Pocos westerns han aparecido en el nuevo siglo capaces de infundir savia nueva al género tanto como de trascender más allá de las ínfulas de un mero entretenimiento vestido de clasicismo. Acaso la más noble y valiente de todas ellas haya sido El asesinato de Jesse James por el cobarde Robert Ford (Andrew Dominik, 2007), pues recogía la esencia y el clima de un género dado muchas veces por muerto y le ofrecía una providencial continuidad, tal y como si ese lapso de tiempo nunca hubiera tenido lugar. Meek’s Cutoff recoge esa tradición y convierte la película en un ejercicio fílmico de planteamientos extremos y, también, de valientes resultados.

En la manera de entender el cine de Kelly Reichardt puede encontrarse a Gus van Sant. Lo importante es filmar el momento, el movimiento, presenciar el trayecto, el travelling proyectado hacia el infinito como herramienta de una narración que tiende a una disolución etérea de reminiscencias espirituales.

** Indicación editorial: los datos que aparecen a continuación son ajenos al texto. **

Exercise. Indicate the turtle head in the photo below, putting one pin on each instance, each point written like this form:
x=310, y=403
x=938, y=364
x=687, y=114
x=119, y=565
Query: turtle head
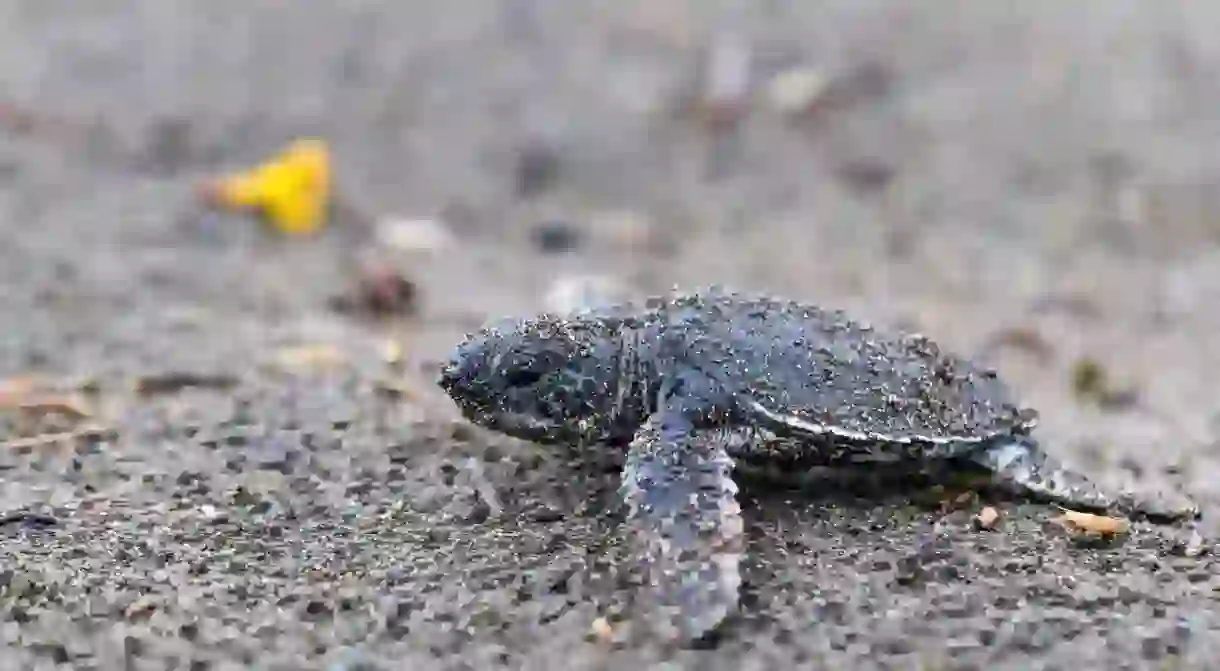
x=545, y=380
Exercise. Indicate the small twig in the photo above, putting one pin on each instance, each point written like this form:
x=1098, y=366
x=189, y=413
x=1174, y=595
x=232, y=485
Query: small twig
x=51, y=438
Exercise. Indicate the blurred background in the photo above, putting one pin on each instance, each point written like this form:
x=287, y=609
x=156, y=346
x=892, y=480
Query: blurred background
x=1035, y=184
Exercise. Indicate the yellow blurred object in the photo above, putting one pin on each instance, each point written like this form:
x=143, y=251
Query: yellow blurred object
x=292, y=190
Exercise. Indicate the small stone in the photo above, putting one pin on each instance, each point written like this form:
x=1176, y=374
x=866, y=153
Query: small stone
x=419, y=236
x=986, y=519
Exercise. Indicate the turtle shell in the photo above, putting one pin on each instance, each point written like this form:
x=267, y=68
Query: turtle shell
x=813, y=371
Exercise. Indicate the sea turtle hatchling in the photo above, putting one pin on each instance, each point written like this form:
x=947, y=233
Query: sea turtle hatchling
x=689, y=382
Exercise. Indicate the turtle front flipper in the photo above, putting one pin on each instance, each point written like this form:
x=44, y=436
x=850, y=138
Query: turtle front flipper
x=1020, y=464
x=682, y=513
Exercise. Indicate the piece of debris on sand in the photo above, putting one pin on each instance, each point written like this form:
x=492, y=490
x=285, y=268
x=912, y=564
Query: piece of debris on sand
x=378, y=292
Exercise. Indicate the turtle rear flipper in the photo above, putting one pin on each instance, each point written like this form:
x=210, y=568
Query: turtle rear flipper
x=683, y=515
x=1020, y=464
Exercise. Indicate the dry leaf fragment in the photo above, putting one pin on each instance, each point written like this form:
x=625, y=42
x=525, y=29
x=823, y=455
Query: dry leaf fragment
x=986, y=519
x=1086, y=522
x=292, y=190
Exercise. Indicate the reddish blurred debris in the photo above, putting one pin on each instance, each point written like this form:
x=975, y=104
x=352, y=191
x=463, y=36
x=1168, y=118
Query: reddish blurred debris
x=380, y=292
x=797, y=89
x=987, y=519
x=290, y=192
x=1091, y=525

Detrás de van Sant está Béla Tarr, por supuesto, padre de la filosofía de una muerte del cine anunciada no como final sino como necesaria resurrección del medio.

El viaje de la caravana filmado en Meek’s Cutoff, con unas familias que avanzan hacia lo desconocido con la promesa de encontrar un lugar mejor, está lleno de silencios. No son otra cosa que la incertidumbre de no saber si el paraíso existe, el presagio del temor a una muerte que acecha durante un camino lleno de inquietudes. El encuentro con un nativo durante el camino plantea el conflicto definitivo para la película: el hecho inevitable de que el itinerario es el que forja al hombre (y a la mujer, pues se trata de una historia de mujeres, de inconmensurables héroes femeninos y de homenaje a la valentía callada que nunca obtuvo recompensa) y que en ese camino se liberan todas las prisiones del alma, barreras del pensamiento aquí simbolizadas en la jaula de un canario o en las ataduras del indio. 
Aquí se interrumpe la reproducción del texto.